In a tradition that started more than 50 years ago, today will see millions of people from all corners of the globe protest for a cleaner, healthier environment.
So what exactly is the state of climate change today? Here are five important facts you may not have known about climate change.
1. The past six years, including 2020, have been the six warmest on record.
Last year was one of the three warmest years on record, with the average global temperature about 1.2°C above the pre-industrial level.
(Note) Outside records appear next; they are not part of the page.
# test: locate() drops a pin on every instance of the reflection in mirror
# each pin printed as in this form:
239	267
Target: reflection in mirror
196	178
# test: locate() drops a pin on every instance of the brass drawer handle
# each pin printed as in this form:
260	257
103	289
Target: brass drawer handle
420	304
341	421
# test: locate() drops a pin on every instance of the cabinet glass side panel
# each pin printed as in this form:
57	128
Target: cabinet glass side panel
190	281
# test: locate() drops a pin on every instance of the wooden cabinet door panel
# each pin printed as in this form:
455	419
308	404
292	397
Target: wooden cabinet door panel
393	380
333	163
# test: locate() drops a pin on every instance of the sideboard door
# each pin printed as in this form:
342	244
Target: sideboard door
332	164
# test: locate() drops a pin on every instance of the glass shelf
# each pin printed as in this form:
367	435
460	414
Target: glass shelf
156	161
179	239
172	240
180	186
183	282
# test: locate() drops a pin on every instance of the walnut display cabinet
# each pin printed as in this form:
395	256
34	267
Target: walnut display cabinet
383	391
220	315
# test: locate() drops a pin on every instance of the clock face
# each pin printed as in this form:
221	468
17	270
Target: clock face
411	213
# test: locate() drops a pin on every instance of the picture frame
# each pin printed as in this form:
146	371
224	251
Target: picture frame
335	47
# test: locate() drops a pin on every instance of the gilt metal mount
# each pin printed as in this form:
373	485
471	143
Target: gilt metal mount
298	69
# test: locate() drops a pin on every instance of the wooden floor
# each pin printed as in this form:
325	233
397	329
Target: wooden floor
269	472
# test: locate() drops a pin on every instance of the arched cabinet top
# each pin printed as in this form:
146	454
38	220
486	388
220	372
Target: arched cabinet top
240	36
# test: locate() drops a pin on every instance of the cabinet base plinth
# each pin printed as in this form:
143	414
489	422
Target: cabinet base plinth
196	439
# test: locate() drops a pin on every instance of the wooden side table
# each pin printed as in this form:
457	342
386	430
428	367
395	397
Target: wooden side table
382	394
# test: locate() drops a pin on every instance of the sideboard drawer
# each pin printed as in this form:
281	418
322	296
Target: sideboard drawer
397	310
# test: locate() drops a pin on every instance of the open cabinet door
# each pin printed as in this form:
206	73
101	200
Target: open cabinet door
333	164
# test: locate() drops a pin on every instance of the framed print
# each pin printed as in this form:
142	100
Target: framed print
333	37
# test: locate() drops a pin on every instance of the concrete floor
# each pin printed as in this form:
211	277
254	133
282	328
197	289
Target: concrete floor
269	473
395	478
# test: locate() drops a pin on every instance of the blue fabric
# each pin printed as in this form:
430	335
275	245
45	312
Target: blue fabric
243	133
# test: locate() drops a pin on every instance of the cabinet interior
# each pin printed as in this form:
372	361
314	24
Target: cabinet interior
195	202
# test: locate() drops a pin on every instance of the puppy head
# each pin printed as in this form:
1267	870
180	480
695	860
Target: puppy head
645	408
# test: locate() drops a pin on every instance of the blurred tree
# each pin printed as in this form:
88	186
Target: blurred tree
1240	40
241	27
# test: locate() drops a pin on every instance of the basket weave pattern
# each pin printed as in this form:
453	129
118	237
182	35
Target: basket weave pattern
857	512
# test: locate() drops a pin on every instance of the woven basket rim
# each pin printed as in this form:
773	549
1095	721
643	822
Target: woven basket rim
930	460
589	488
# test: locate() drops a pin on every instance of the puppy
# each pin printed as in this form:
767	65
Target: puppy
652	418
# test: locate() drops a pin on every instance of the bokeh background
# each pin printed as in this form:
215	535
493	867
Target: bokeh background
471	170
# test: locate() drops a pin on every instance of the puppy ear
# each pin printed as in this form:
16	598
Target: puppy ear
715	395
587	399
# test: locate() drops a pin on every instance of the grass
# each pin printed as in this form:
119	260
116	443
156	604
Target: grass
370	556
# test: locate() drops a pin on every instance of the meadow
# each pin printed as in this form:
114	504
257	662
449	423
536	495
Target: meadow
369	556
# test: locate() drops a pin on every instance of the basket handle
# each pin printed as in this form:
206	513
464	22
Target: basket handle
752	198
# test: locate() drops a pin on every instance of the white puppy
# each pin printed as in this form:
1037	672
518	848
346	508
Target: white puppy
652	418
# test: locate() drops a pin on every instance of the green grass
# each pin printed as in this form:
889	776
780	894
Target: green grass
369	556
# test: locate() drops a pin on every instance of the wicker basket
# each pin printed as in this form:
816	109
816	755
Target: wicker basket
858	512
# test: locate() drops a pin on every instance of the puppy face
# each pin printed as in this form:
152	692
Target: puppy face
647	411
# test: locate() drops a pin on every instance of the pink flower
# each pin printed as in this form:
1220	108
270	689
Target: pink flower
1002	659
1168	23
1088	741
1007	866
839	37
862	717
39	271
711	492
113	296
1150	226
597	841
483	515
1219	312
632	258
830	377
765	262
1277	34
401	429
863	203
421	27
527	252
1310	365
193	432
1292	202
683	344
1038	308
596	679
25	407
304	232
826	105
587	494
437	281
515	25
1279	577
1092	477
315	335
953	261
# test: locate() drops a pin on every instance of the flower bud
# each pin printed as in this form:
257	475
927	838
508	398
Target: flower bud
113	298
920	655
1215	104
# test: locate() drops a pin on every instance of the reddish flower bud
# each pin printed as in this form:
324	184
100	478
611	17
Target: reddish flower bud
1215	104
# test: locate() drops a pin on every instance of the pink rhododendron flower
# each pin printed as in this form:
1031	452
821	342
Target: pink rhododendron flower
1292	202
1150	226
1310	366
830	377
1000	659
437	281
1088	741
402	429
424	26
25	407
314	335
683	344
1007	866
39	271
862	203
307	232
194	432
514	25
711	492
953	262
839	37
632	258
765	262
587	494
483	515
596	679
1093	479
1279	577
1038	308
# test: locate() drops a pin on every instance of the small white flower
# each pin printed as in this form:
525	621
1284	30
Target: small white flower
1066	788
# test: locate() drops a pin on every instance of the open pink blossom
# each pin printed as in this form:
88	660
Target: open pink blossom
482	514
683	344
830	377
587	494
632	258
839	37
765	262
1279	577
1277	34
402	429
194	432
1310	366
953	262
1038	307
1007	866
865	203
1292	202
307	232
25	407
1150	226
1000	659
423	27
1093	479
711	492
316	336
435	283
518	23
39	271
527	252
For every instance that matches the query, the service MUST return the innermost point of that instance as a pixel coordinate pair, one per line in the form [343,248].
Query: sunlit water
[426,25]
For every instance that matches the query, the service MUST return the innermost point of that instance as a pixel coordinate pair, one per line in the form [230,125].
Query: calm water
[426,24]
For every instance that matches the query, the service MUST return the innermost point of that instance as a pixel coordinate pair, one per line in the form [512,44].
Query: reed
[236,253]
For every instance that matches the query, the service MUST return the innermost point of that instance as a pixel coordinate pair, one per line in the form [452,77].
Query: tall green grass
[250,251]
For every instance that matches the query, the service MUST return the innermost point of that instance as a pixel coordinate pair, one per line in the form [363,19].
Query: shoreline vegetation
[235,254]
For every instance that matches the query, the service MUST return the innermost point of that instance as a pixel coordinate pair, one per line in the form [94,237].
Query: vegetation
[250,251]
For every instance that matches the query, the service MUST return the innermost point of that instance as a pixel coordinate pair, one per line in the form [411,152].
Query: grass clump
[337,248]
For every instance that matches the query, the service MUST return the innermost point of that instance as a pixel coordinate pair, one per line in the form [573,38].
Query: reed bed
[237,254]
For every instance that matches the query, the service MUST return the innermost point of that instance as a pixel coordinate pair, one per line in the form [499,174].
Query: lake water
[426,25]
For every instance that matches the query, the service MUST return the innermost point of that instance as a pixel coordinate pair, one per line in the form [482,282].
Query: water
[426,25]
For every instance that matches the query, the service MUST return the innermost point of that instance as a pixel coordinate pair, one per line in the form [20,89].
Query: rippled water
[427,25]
Plus, the past six years, including 2020, have been the six warmest on record.
Scientists expect this upward trajectory to continue, which they say is concerning considering the increase of just 1°C has already caused glaciers to melt, more extreme weather events to occur more frequently, oceans to warm and sea levels to rise.
2. Climate change damages could cost the world $69 trillion by 2100.
The cost of climate change inaction is extreme - in both economic and human loss - leading economists to say addressing the crisis makes more fiscal sense.
Moody's Analytics predicts that the global economic damage of climate change is estimated to be $54 trillion by 2100 even if we manage to limit total warming to 1.5°C. If we limit it to 2°C, the economic damage will reach $69 trillion. This is because, as the study states, "more frequent and intense extreme weather events will increasingly disrupt and damage critical infrastructure and property, while rising sea levels will threaten coastal communities and island nations".
So how much will it cost to invest in climate change?
A recent study found that keeping warming to 2°C would require a total global investment of $16 trillion and keeping warming to 1.5°C would cost $30 trillion, based on median estimates.
Essentially, the cost of inaction far outweighs the cast of action.